If you're still on it, make your plans to move away now. Time is ticking until a major outage or another security incident like this one. See my comment history and related threads for more. Specifically this summary: https://news.ycombinator.com/item?id=31374048
It still sucks that they are parceling out the information, but the claim that they outright lied is not true.
> We also wanted to address a question regarding impact to environment variables. While we confirmed that the threat actor had access to encrypted Heroku customer secrets stored in config var, the secrets are encrypted at rest and the threat actor did not access the encryption key necessary to decrypt config var secrets.
https://status.heroku.com/incidents/2413
Nowhere in that did it clarify it was speaking of app but not pipeline env vars. They had plenty of time to author that post too. Make sure you rotate those app env vars anyways as this somehow appears to be getting worse by the week.
Plenty of folks I respect absolutely love fly.io--I have less hands-on experience there, but they've got a fantastic crew, too.
I don't have experience with any other PaaS's so I can't recommend one, but what you say is what I commonly hear.
I guess that was a lie?!
> Additionally, we have no evidence that the attacker has accessed any customer accounts or decrypted customers’ environment variables.
which, as pointed out in its HN thread, means "we now know they got access to encrypted vars, and we don't know yet if they could have decrypted them." in BS-speak.
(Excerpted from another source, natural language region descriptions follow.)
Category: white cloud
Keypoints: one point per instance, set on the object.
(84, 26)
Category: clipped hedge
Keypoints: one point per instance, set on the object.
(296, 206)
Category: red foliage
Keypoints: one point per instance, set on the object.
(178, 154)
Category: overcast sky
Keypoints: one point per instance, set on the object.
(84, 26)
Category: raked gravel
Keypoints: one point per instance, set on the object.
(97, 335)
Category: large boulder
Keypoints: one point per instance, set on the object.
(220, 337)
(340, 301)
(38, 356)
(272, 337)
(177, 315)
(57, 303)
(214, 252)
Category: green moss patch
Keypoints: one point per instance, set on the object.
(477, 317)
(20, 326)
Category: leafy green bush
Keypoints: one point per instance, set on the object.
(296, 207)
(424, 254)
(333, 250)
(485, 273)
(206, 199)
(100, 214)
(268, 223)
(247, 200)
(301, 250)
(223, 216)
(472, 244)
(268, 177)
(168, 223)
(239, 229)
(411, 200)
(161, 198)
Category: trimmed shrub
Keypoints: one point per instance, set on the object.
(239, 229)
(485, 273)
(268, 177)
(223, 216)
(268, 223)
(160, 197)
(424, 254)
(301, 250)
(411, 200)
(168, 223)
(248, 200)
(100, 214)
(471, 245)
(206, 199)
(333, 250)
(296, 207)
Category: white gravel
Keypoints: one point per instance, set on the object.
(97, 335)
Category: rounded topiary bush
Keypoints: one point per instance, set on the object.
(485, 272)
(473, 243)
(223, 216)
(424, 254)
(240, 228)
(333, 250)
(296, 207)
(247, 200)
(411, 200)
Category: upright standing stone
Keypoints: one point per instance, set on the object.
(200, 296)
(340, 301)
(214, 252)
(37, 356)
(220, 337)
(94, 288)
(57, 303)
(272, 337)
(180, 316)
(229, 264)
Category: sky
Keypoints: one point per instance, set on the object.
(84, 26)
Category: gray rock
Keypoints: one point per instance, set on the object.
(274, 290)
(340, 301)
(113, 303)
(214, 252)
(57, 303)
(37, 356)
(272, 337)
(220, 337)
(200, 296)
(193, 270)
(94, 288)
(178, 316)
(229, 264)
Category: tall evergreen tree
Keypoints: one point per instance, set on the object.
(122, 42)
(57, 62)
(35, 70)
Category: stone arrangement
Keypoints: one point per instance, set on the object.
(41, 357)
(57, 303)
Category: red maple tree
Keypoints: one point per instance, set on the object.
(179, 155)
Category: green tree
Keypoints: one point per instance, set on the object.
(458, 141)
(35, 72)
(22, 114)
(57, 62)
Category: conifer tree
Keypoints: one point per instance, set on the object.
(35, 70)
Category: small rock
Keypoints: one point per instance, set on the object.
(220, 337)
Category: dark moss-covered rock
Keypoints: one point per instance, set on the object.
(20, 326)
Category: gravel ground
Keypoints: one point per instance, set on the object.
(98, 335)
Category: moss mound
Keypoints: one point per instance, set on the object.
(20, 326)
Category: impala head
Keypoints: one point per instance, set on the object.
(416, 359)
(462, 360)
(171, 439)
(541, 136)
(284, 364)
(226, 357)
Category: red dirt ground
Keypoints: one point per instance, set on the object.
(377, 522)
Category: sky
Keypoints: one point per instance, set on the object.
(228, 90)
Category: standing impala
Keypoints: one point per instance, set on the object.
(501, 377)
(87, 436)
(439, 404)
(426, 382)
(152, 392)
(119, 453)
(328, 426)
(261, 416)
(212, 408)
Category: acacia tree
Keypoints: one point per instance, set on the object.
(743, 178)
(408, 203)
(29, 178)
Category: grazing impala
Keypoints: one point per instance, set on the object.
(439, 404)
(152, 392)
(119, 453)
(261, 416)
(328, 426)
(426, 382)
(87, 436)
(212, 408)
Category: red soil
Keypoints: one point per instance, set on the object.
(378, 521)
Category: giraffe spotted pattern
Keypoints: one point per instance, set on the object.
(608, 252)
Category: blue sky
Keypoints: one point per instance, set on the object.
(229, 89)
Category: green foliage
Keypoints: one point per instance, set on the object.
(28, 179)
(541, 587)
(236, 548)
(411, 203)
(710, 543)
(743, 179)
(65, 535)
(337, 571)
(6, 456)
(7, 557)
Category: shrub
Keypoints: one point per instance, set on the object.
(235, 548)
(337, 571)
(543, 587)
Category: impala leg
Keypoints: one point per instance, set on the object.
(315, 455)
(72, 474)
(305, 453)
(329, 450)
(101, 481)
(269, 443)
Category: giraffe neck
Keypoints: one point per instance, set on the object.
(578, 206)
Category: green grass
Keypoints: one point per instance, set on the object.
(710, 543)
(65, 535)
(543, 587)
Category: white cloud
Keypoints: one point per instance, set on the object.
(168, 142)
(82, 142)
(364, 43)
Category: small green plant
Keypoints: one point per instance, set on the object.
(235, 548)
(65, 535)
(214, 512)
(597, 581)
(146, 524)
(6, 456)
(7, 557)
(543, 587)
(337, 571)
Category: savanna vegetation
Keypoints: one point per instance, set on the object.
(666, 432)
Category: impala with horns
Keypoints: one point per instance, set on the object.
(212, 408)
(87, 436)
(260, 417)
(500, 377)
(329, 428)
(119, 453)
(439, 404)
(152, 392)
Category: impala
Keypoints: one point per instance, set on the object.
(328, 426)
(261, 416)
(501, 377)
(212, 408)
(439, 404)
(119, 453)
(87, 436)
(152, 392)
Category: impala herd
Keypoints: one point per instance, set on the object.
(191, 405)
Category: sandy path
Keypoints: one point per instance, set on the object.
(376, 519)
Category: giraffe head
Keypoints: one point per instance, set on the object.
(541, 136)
The title "We've Heard Your Feedback" is also a red herring, usually means "we know we fucked up bad and we still have no idea of the whole impact of the breach".
Why? Commercialism.
Founders sell to the highest bidder to make their exit worthwhile for themselves, not caring about the future of the product (and customers).
It's a no-brainer that a commercial company like Salesforce (it's in their name!) doesn't have what it takes to build AAA software, but focuses on maximizing their profit. They drove away their best staff, focused on the wrong features, and are seemingly overwhelmed by maintaining their purchased software, all while probably not even realizing their demise.
We should all come to the agreement that takeovers of fundamental software by incompetent companies should be seen as a hostility towards every current user of said software.
That feels like a angsty-tinted view. I recall the day it happened. The Ruby dev shop I was at was optimistically nervous. As Heroku had been a shiny new thing and only deployed Ruby. Acquisition allowed them to expand and support other languages. They didn't even have pipelines!
https://techcrunch.com/2010/12/08/breaking-salesforce-buys-h...
"Trust is our Number 1 value."
1. company all-hands meetings, which are basically pep rallies with no actual content
2. when someone working at Salesforce brings up a glaring problem and says "if Trust is our number 1 value, why don't we do something about this huge problem?", which is usually met with either silence and bureaucratic obstacles or with excuses, usually something like "customers trust us to spend the money they pay us building the features and products they want", which is like...exactly not the definition used at any of the pep rallies.
Is the impact limited to specific customer accounts, or are they just not updating me anymore?
> We value transparency and wanted to notify you of an issue affecting your account.
My guess is they sent it to users with pipelines that have env vars. It's funny since this sentence demonstrates they don't value transparency by not telling the other users more information about the hack.
They updated Heroku Status but surprisingly failed to mention anything about CI or pipelines.
are there any mystery hacks occurring yet?
is this database known to have been spread anywhere?